NASA No Longer Wants Earth To Be the Only Location With Time Zones

NT_Studio / shutterstock.com
NT_Studio / shutterstock.com

Of all the things NASA wants to spend taxpayer money on, this is one of the most out-of-this-world ideas to date. Thanks to a petition from the Office of Science and Technology Policy (OSTP), NASA is now looking into instituting Coordinated Lunar Time (LTC). Invented to aid space missions and navigation, it hopes to see it implemented by the end of 2026.

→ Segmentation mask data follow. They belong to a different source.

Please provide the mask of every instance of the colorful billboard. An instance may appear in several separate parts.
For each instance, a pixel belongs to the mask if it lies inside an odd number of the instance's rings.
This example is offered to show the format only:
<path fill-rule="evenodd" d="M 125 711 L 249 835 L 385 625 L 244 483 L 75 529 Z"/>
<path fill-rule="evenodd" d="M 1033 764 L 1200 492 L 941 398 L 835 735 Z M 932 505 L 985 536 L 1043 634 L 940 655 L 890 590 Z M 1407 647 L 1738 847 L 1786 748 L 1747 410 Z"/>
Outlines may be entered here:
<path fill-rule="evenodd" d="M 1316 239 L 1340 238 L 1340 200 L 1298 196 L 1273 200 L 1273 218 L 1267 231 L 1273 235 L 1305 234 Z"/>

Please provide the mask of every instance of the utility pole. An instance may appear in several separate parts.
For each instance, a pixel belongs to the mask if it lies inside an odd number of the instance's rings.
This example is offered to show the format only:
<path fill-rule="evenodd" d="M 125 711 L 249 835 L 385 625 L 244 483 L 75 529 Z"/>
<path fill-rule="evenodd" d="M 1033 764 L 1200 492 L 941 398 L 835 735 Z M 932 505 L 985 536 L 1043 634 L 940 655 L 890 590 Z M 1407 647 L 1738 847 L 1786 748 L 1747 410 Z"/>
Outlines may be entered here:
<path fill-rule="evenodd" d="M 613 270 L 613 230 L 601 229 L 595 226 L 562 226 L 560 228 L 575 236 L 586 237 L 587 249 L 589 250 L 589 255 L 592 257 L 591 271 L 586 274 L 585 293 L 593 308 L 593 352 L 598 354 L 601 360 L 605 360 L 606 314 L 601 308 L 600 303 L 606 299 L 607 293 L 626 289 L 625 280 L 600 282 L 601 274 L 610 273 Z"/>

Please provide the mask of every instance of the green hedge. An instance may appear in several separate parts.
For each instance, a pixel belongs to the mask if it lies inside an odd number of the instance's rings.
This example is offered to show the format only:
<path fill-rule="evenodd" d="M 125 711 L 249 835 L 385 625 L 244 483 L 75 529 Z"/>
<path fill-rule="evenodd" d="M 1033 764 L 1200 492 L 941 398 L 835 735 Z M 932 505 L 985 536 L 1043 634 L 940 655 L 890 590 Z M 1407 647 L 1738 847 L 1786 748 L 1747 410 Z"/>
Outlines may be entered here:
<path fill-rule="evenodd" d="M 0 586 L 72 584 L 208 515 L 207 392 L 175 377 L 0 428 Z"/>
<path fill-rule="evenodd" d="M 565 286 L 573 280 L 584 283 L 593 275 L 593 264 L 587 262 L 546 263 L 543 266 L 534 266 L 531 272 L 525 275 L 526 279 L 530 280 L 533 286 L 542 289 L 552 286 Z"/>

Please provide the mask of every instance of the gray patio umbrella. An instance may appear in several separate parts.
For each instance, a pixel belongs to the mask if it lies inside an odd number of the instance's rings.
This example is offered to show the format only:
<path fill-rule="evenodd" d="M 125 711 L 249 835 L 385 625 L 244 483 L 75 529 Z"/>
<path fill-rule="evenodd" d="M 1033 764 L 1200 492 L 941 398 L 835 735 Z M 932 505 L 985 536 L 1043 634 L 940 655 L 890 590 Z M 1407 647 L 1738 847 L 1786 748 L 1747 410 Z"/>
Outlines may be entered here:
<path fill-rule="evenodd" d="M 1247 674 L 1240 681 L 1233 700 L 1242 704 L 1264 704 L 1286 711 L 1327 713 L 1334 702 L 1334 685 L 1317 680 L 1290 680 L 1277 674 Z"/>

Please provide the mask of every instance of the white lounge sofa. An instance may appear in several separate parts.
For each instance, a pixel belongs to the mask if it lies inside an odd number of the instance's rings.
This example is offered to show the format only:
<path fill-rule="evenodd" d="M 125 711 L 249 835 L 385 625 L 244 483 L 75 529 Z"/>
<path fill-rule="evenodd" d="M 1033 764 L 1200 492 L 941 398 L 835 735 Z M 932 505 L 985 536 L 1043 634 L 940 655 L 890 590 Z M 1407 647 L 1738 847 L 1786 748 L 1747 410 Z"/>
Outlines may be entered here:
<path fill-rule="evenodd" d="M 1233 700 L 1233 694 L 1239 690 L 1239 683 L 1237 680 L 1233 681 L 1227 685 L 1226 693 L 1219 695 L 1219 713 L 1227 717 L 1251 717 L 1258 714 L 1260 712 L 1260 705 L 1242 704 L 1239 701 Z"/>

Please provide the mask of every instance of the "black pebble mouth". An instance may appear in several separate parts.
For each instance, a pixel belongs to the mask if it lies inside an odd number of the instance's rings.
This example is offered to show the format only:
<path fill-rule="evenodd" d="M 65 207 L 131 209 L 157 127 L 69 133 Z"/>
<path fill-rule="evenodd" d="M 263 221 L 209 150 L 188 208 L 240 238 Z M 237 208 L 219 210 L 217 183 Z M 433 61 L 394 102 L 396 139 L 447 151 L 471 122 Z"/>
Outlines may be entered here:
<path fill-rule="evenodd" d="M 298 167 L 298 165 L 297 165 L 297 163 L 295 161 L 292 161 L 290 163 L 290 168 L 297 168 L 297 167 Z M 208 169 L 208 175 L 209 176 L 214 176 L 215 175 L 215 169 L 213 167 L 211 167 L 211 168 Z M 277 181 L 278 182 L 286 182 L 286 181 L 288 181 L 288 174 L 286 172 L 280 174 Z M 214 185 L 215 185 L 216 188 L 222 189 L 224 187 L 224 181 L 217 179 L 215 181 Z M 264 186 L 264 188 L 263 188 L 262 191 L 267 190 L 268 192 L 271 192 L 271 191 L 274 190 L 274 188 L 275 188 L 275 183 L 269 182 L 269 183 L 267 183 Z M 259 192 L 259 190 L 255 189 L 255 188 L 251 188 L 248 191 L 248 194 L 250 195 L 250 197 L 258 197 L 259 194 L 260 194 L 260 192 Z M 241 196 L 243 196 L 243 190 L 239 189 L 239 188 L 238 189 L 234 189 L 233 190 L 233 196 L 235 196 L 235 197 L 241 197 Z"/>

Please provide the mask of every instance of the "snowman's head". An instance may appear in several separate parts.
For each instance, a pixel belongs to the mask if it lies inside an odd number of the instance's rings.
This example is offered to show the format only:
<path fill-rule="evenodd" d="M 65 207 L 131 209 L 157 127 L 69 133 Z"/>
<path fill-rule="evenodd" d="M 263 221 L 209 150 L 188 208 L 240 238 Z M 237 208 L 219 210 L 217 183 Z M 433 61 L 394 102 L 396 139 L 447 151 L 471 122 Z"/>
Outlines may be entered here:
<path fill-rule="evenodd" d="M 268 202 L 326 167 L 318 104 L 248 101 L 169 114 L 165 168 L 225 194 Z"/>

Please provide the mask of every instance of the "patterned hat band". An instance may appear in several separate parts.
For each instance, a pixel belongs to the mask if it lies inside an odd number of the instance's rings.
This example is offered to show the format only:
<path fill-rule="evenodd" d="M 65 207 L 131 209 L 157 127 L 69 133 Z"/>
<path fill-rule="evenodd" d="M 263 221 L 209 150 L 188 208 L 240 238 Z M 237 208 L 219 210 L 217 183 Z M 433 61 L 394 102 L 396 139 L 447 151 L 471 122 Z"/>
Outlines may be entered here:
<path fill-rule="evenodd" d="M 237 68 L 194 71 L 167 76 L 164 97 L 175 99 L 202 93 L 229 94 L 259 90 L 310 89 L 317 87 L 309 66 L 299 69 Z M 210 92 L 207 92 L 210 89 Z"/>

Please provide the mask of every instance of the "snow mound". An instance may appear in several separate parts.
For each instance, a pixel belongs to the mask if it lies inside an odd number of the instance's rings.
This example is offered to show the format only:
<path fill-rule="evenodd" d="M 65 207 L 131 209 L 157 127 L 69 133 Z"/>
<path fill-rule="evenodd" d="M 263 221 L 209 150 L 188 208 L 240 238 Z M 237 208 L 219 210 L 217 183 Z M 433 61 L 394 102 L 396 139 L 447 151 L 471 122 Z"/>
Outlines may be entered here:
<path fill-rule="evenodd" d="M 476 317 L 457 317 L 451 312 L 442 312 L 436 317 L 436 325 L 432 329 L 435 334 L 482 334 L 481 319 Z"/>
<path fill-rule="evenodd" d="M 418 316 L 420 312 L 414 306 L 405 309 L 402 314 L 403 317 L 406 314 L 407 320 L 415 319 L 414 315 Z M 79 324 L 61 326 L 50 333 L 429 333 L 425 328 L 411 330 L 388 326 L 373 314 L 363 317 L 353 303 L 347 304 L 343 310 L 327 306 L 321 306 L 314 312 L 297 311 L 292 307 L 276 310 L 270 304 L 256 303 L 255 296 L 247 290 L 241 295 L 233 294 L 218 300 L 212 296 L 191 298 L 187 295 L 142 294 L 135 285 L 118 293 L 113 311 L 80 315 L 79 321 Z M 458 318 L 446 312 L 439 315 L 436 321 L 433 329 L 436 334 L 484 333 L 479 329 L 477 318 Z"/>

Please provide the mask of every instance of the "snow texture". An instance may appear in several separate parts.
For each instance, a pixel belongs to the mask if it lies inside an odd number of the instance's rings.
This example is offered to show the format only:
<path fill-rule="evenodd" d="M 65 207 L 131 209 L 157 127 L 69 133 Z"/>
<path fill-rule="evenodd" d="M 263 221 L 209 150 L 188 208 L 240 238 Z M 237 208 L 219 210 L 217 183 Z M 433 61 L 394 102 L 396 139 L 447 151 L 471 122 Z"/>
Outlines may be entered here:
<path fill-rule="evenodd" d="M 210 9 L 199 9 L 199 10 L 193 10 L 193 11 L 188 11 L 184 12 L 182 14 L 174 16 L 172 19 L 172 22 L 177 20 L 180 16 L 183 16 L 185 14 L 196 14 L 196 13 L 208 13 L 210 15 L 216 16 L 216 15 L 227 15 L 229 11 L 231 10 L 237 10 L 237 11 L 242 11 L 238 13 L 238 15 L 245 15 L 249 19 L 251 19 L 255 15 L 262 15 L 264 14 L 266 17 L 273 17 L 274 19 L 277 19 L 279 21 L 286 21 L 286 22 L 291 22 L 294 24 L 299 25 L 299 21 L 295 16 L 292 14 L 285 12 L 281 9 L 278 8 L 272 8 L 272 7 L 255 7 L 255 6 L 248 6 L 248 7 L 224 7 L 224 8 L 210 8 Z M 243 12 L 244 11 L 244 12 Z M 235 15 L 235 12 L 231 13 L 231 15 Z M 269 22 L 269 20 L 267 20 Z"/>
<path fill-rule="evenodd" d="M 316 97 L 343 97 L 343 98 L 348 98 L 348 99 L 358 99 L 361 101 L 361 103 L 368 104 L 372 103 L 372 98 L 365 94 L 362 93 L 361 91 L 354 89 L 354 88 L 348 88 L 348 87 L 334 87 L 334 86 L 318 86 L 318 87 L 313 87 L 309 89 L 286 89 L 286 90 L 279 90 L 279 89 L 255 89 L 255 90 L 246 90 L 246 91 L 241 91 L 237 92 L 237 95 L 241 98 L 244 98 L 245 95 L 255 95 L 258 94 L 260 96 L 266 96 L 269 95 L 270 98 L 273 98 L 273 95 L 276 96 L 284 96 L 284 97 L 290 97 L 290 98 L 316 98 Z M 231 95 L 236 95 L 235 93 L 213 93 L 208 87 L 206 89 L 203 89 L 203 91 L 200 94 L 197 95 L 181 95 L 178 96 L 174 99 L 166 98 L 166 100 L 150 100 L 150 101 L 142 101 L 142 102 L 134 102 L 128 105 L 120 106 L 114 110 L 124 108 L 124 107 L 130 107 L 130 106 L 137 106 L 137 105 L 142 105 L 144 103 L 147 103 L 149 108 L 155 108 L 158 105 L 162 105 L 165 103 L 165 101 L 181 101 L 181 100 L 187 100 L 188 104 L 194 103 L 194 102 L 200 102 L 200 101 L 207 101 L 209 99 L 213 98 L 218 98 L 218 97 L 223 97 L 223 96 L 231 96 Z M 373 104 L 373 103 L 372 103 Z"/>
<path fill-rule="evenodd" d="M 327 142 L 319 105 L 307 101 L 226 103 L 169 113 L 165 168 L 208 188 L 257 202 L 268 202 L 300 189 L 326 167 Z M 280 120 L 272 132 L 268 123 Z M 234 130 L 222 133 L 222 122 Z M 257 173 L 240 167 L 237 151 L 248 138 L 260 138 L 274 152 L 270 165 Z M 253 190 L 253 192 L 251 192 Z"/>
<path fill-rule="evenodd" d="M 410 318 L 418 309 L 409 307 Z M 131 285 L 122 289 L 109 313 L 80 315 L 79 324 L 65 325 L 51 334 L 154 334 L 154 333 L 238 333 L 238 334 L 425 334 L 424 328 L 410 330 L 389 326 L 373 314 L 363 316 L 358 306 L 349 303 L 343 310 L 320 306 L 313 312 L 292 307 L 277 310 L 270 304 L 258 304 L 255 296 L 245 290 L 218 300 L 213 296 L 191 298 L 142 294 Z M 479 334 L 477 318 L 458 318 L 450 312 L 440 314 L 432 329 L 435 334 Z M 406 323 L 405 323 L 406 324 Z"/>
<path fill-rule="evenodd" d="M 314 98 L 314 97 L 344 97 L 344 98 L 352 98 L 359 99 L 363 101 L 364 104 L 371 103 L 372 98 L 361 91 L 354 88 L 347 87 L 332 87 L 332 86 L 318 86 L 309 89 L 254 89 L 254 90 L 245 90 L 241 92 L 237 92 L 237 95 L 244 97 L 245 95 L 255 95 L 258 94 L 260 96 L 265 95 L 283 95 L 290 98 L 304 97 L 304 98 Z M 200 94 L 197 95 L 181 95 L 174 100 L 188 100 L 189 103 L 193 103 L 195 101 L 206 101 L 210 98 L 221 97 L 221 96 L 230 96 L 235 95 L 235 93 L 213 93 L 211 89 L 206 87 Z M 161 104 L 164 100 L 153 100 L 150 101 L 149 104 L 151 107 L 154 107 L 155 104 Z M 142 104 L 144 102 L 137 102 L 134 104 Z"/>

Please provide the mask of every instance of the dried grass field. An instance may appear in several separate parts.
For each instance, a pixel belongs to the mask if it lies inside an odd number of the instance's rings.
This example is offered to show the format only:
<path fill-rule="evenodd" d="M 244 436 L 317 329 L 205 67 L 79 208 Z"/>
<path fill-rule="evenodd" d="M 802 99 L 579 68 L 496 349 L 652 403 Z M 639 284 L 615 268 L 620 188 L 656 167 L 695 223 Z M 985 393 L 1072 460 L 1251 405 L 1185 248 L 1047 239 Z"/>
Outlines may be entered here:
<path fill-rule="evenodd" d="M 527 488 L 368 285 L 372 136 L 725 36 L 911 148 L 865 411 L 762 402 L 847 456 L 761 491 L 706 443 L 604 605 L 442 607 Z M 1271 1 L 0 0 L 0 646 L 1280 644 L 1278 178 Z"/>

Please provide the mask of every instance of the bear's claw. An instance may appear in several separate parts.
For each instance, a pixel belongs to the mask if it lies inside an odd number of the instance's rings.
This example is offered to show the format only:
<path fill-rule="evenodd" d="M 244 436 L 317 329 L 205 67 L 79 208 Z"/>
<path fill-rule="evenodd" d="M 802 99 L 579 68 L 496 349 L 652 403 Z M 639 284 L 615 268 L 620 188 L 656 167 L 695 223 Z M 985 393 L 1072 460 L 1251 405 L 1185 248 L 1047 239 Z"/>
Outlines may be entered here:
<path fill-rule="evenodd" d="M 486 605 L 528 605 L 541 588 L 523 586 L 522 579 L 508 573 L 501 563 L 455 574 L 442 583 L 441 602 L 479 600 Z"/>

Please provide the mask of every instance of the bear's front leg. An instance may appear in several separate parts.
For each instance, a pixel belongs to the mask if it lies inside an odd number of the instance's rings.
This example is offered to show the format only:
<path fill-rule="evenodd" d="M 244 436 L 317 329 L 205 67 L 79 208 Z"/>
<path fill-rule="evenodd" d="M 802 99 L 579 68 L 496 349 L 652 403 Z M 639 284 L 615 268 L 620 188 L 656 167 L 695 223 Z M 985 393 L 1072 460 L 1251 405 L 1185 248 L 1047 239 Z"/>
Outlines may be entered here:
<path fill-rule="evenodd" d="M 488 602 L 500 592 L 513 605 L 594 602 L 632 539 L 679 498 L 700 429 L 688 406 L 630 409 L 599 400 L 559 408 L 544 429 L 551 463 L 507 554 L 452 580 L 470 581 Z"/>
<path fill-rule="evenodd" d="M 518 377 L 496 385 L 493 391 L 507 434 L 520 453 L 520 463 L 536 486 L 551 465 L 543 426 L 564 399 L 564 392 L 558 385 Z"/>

OSTP Deputy Director for National Security Steve Welby issued a press release to go with their petition. “As NASA, private companies, and space agencies around the world launch missions to the Moon, Mars, and beyond, it’s important that we establish celestial time standards for safety and accuracy. A consistent definition of time among operators in space is critical to successful space situational awareness capabilities, navigation, and communications, all of which are foundational to enable interoperability across the U.S. government and with international partners.”

They also specify that adapting LTC will be incredibly difficult. “Due to general and special relativity, the length of a second defined on Earth will appear distorted to an observer under different gravitational conditions … to an observer on the Moon, an Earth-based clock will appear to lose on average 58.7 microseconds per Earth-day with additional periodic variations. This holds important implications for developing standards and capabilities for operating on or around the Moon.”

So far, NASA has not said how long it will take to comply with this petition. Given the variables outlined by Welby and his crew, there is a lot to sort out, and it’s not going to be a simple task to get right. These microseconds that are lost with LTC on the moon add up quickly and it’s not easy to keep straight.